Change your position: Stand if you have been seated for 20 minutes; sit if you have been on your feet. Find ways to bend limbs and your back (turn off the camera to do some stretching). Squeeze a tennis ball or hand exerciser off camera. Take off your shoes and flex your toes and feet. Do anything within reason to move your body, alter your position, change the pressure contact points. Movement will keep you from being stiff, sore and uncomfortable.

Seating and lighting: As with any task in a seated position, the better the seat, the better the task. Make sure that your chair is ergonomically correct, especially at the right height for your physical size and work surface. Consider making changes to how your back is supported with pillows, pads or lumbar-specific furniture. Once you are comfortable and properly supporting and maintaining your correct posture, adjust your technology to match. If possible, reduce the overhead fluorescent lighting and add cooler lighting on your work surface by using table lamps and daylight bulbs.

Personal comfort: Certainly, you need to follow the dress code of your school or organizations but choose comfortable clothing to meet those requirements. Wear comfortable shoes and casual clothing. Make sure your space is at a comfortable temperature and that your clothing matches that environment.
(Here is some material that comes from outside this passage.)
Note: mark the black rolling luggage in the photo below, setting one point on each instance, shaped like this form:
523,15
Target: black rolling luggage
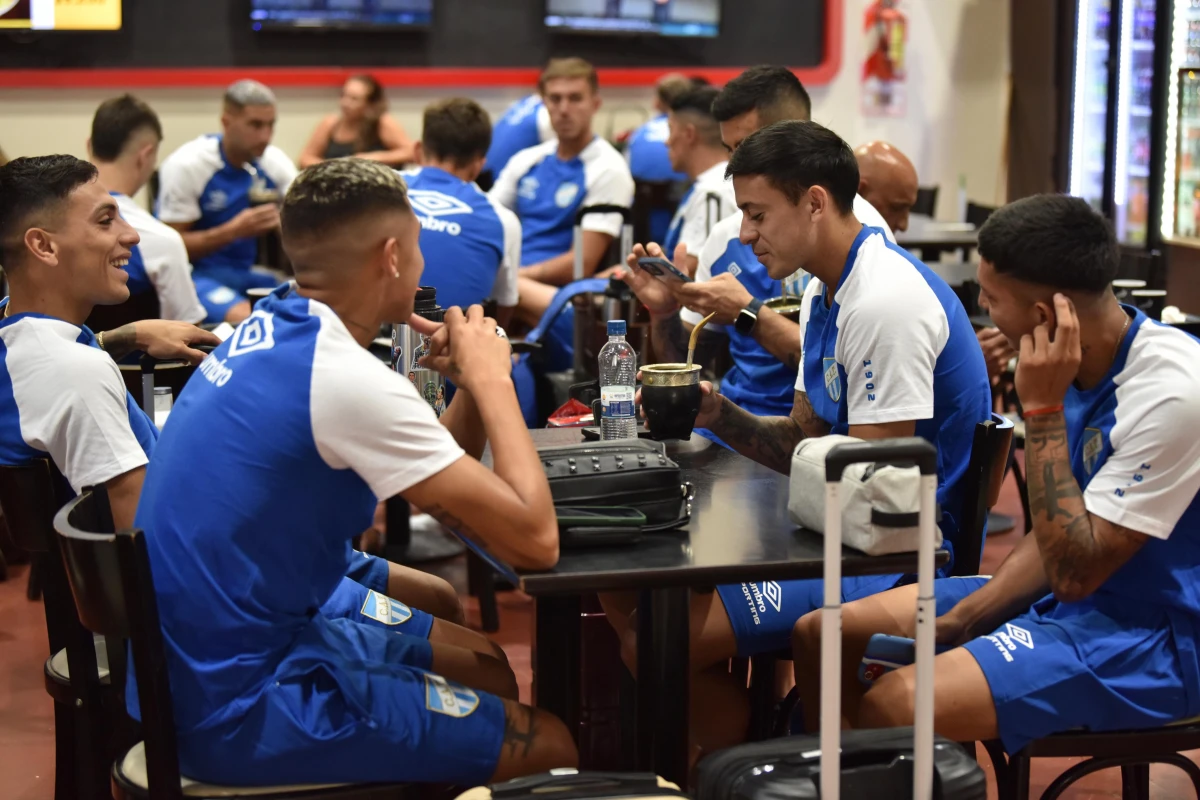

Select the right platform: While meetings with large groups need to take place on a shared video platform, not all meetings require that technology. If the situation allows, consider using email and associated attachments to share information or documentation rather than conducting a Zoom session. If the meeting is designed for a group of two to four people, Facetime or a conference call can be used. And for two-person communication, texting or actual phone conversations require less effort and reduce the stress level.

Stay in the moment: Being in front of your computer tempts everyone to complete other technology tasks. Don’t multitask outside of what is needed for your session. Stay focused on what is being discussed and only use the chat to communicate details related to the meeting. Don’t flip over to another program to send emails or complete other projects. Use the platform’s feature to keep the active speaker full screen to concentrate on the discussion and avoid watching everyone else – and their pets and children – in their little boxes.

Focus on the technology: Using audio devices such as headphones, headset or earbuds can have multiple benefits. They allow you to be more mobile so you can stretch your legs and move your body without losing out on the discussion. These devices also ensure that you will hear everyone clearly. By using the microphone on the headset, your contributions to the discussion will be clear and understood by everyone else. You can also add a webcam to increase the area covered by the camera – and better light your space – to allow more freedom of movement and more control.

Open up the classroom: Especially for individuals who are teaching and zooming at the same time, a second device such as an iPad, tablet or smartphone is helpful. The second device can be adjoined to the session and positioned so that more of the classroom is included for students at home. Turn the microphone off on your primary device, activate the mic on your portable device, and have your remote students set their views to follow the speaker. This will allow you to move around the room (if allowed) and include more of the in-class students’ discussion.

If your class presentation includes a long video, consider having the in-class students join the session and listen on their own headphones or earbuds. They will enjoy your presentation more and get more out of it, viewing it clearly on their own screen and hearing every word.

There are so many reasons to feel fatigued these days, and being exhausted sometimes makes the challenges we all face every day seem insurmountable. Since the use of Zoom, Teams and Google Hangouts will likely be used for the foreseeable future, making small changes in how we use those platforms during our many online sessions will not reduce the mountains in front of us, but should provide more energy to make those climbs possible.